Imagine you’re texting with your spouse, partner, or a good friend. You’re in the middle of a pretty intense discussion, and you know that person got your last message because you saw the three dots...

But an hour has gone by with no response. What are you thinking? “____ is really mad.” “____ doesn’t understand what I’m saying.” “____ doesn’t care about me.”

So now you’re playing this reel in your mind and your emotions respond accordingly. A brain hijacked by emotions has a hard time focusing on anything else. 

When you do hear back, you learn the actual details: Your spouse got called into a meeting unexpectedly with his or her boss and couldn’t respond; your friend’s toddler fell off the swing at the playground and needed her full attention; your partner stopped at the grocery store on the way home to surprise you with dinner and left the phone in the car.  

Our brains are wired to make sense of things. But the stories we make up as a result often make it worse. They’re one-sided, and they usually magnify our anxieties and fears with worst-case scenario plots.  

Who among us hasn’t felt that jolt of fear when a plane hits a patch of turbulence? Our mind immediately reacts as though the plane is falling out of the sky, which, by the way, it almost never does. Does that story make the fear worse? Consider what might happen if you instead just noted, “Oh, that’s turbulence. It’s bumpy.”
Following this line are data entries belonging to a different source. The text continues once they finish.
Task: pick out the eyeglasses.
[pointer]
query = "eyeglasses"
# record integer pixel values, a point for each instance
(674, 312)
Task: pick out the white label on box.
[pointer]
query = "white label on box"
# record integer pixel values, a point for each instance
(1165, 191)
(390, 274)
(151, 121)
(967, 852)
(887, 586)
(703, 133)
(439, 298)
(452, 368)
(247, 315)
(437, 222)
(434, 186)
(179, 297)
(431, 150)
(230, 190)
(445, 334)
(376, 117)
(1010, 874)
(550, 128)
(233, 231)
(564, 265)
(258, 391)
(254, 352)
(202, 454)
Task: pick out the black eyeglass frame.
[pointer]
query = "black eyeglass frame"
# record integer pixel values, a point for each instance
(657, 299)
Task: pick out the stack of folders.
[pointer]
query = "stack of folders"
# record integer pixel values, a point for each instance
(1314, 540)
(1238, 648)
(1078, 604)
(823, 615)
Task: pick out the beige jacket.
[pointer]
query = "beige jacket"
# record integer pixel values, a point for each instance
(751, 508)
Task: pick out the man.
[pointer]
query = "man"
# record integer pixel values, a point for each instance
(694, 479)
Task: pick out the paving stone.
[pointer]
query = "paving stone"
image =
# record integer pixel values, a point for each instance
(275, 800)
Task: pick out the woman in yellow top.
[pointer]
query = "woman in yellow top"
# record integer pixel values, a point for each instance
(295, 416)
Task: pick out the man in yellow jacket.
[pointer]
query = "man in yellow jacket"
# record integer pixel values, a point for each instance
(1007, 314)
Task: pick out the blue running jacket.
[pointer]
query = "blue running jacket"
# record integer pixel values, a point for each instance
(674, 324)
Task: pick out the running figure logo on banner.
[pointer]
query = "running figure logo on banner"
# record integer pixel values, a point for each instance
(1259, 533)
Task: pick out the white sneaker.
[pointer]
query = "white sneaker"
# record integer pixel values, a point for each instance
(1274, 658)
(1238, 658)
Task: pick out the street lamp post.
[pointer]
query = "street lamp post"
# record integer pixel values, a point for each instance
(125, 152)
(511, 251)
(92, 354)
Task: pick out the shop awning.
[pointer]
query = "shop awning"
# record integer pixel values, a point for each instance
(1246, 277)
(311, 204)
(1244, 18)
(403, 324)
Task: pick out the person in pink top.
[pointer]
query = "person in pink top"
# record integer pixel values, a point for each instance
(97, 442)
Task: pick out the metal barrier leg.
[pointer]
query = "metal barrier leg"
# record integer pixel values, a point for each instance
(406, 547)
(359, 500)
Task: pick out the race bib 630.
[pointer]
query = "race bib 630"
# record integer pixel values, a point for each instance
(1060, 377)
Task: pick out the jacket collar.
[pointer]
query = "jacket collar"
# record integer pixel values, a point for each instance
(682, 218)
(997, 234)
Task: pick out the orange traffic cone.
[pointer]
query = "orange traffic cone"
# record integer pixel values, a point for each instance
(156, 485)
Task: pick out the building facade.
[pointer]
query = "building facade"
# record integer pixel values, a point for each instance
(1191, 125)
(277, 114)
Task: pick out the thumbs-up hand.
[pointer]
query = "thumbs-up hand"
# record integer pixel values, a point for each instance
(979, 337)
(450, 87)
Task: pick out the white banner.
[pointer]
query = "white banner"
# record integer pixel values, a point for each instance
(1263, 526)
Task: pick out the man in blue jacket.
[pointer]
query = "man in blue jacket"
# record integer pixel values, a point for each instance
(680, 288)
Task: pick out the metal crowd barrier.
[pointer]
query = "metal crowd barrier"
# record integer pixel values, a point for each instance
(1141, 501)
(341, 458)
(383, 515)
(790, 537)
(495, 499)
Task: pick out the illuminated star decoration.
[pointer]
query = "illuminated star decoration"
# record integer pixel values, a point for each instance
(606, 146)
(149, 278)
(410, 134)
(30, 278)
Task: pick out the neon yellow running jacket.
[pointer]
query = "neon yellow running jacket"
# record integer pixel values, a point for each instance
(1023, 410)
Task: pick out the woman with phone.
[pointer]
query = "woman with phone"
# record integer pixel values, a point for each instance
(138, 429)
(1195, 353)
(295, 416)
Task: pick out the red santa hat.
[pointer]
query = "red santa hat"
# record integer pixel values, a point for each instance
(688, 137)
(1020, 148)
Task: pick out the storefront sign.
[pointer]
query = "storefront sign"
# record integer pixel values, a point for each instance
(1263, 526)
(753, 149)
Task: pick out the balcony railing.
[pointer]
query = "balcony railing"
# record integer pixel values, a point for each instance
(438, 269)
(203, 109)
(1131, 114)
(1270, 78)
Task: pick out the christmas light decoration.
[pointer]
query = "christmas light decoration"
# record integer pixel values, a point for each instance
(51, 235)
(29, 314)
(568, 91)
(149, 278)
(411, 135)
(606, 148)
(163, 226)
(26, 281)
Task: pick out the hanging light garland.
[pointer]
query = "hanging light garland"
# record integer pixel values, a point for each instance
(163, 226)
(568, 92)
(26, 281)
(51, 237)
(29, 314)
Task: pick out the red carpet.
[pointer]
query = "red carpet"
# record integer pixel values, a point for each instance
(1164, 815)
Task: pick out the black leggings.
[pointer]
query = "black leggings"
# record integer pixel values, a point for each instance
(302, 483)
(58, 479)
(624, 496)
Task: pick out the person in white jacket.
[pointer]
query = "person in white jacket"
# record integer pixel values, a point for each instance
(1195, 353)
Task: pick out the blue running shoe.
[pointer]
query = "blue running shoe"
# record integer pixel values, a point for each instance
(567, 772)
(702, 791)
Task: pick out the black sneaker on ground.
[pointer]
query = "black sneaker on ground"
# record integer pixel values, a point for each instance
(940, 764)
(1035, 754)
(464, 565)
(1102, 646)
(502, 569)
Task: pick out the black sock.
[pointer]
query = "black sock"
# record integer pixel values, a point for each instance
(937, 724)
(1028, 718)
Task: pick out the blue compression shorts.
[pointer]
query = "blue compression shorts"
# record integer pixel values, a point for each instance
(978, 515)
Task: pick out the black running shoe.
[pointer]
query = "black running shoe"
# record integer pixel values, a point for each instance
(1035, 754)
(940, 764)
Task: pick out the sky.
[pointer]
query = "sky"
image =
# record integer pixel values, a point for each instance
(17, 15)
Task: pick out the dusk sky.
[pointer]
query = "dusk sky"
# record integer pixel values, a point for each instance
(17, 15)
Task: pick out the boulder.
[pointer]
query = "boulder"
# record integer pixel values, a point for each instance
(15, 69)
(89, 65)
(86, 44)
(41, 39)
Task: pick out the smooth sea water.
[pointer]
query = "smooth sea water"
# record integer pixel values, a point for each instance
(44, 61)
With the regular practice of mindfulness, we become better at distinguishing between fact and fiction, and we learn to note what is actually happening without immediately judging it as good or bad or attributing certain outcomes to it.

 

Clear space in your mind with this 5-minute expansive breathing practice.

Practice

 
 

FOR REFLECTION: Think of a recent conflict with someone important to you, at work or at home. What story did you tell yourself and how did it affect the conflict? How would you have responded if you had paused and considered how your story might not be true?